Currencies: April set to be strongest month for dollar since Trump election

The U.S. dollar advanced on Monday, putting a key index that tracks the currency on pace for its best month since the election of President Donald Trump, at the start of a data-heavy week that also features a Federal Reserve policy meeting.

The British pound continued its fall against other major currencies, as traders increasingly ruled out a rate hike this spring.

What are currencies doing?

The ICE U.S. Dollar Index DXY, +0.26%  rose 0.3% to 91.842, setting the benchmark on track for a 1.9% monthly advance, according to FactSet data. Such a gain would mark its best month since November 2016—the month of the presidential election.
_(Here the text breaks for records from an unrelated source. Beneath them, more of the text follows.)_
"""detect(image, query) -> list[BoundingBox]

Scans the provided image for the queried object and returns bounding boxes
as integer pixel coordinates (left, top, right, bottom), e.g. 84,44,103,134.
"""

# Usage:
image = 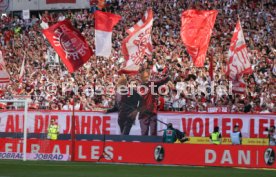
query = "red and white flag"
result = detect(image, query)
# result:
43,20,93,73
19,55,26,83
119,9,153,74
226,20,253,93
180,10,218,67
0,51,10,86
95,10,121,58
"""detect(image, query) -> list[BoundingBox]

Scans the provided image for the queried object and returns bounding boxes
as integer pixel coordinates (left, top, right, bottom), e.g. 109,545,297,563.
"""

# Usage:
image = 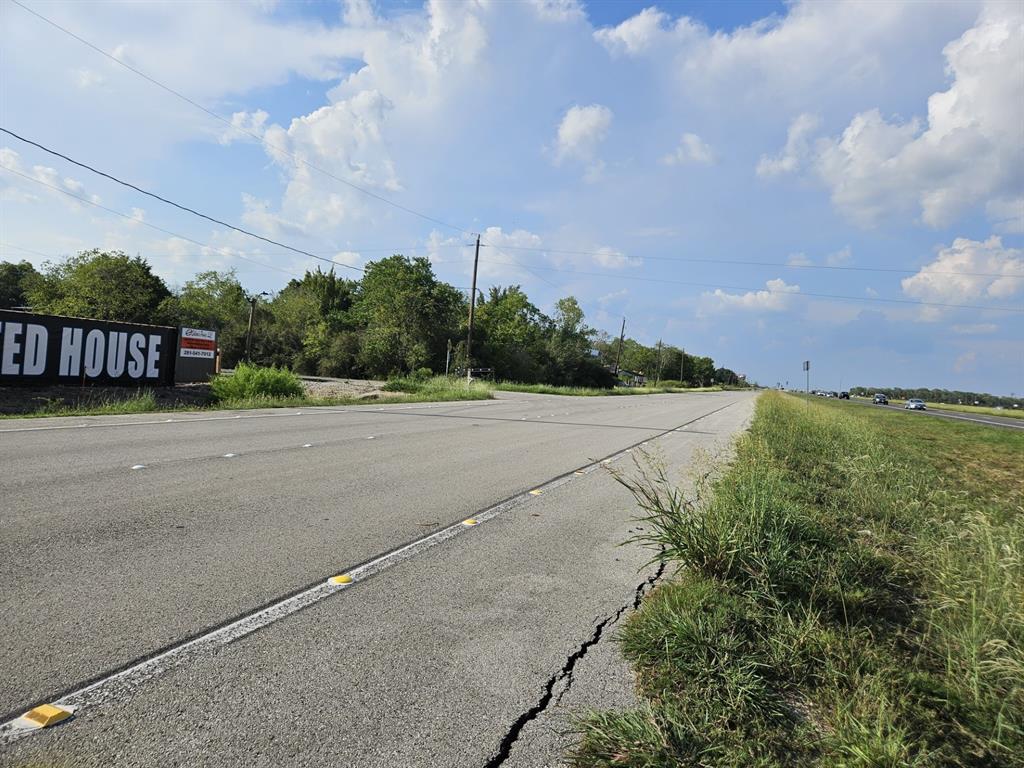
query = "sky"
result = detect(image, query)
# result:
0,0,1024,394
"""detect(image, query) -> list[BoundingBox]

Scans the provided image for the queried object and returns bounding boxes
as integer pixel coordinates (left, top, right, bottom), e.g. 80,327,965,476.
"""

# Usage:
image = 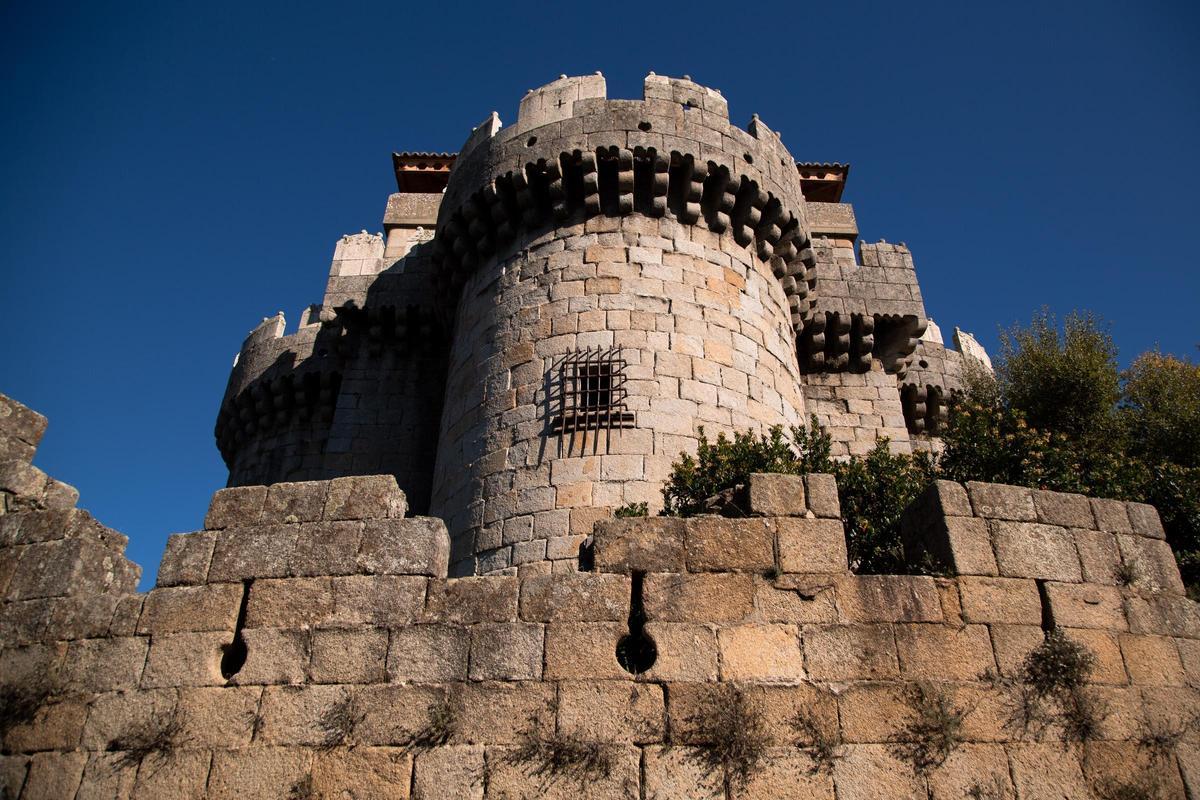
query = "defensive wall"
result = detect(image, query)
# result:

If the index slips from its current level, a 1.8% improvement on the month would still leave the gauge on track for its best month since February 2017.

The broader WSJ U.S. Dollar Index BUXX, +0.32%  was 0.3% higher at 85.59.

The pound GBPUSD, -0.1233%  dropped to $1.3766, compared with $1.3784 late Friday in New York, earlier trading around its lowest dollar level since mid-January.

The euro EURUSD, -0.4122%  declined to $1.2076 from $1.2131 on Friday, also marking a new lowest level since January in Monday’s session.

The yen USDJPY, +0.23%  also fell against the dollar, with the greenback buying ¥109.30, compared with ¥109.05 on Friday.

Most emerging markets are weaker on the back of the stronger greenback, though the Korean won USDKRW, +0.25%  started stronger during Asian session as continued headlines of rapprochement between North and South Korea keep supporting the currency. The dollar last bought 1,070.83 won, up slightly from 1067.85 late Friday in New York.

Read: Here’s why Turkey’s snap election won’t solve all the lira’s problems

What is driving the market?

The dollar kicked Monday off on a high note, ahead of a week filled with major economic releases such as nonfarm payrolls and manufacturing data, as well as the Federal Reserve’s two-day meeting that begins on Tuesday.

The Fed is widely expected to keep rates on hold when they conclude their meeting on Wednesday, but the rate setters could signal they are ready to hike in June.

Meanwhile, the British pound continued its descent, as investors started to price out a Bank of England rate rise at its May 10 meeting. Just two weeks ago, the market pricing implied a more than 80% probability for a hike in May, but following a string of disappointing economic data, any policy tightening is seen as off the table for now.

Domestic political trouble in the U.K. didn’t help sterling either, with Home Secretary Amber Rudd resigning over the weekend, following a scandal in which she was accused of misleading lawmakers about removal targets for illegal immigrants. She will be replaced by Sajid Javid, who is the son of Pakistani immigrants and the first member of an ethnic minority to hold the office of home secretary.

In Europe, German inflation eased in April, slipping further away from the European Central Bank’s inflation target of just below 2%. This follows a cautious-sounding ECB last week, which put the spotlight on eurozone data going forward.

Check out: Draghi just made coming eurozone data a lot more important

What are strategists saying?

“A busy week for all the major currencies is ahead of us, and traders’ interest should remain fixed on the fresh news and data coming our way. The U.S. nonfarm payrolls report on Friday would normally be the most market moving event of the next few days, but it’s the FOMC meeting on Wednesday that is at the top of our watch list,” said Konstantinos Anthis, head of research at ADS Securities, in a note.

“The Fed is on a course to raise rates again in June and we believe that they will use this month’s meeting to telegraph their intent to pull the trigger again and this will send the dollar sharply higher,” he added.

What else is in focus?

The PCE inflation index was flat in March, with the core index up 0.2%. Year over year, the indicator rose to 2%, hitting the Fed’s target, from 1.7% before.

Read: Inflation hits Fed’s 2% target, PCE shows, in prelude to faster rise in U.S. interest rates

Personal income for the same months advanced 0.3%, while consumer spending increased for the first time in three months, growing 0.4%.

The Chicago PMI for April came in at 57.6, slightly up from 57.4 before. Pending home sales rose 0.4% in March.

In other assets, U.S. stocks ended the day lower, with the Dow Jones Industrial Index DJIA, -0.61%  and S&P 500 SPX, -0.82%  in the red.

Longer-dated U.S. Treasury yields slipped a little, with the 10-year note TMUBMUSD10Y, -0.50%  last yielding 2.95%.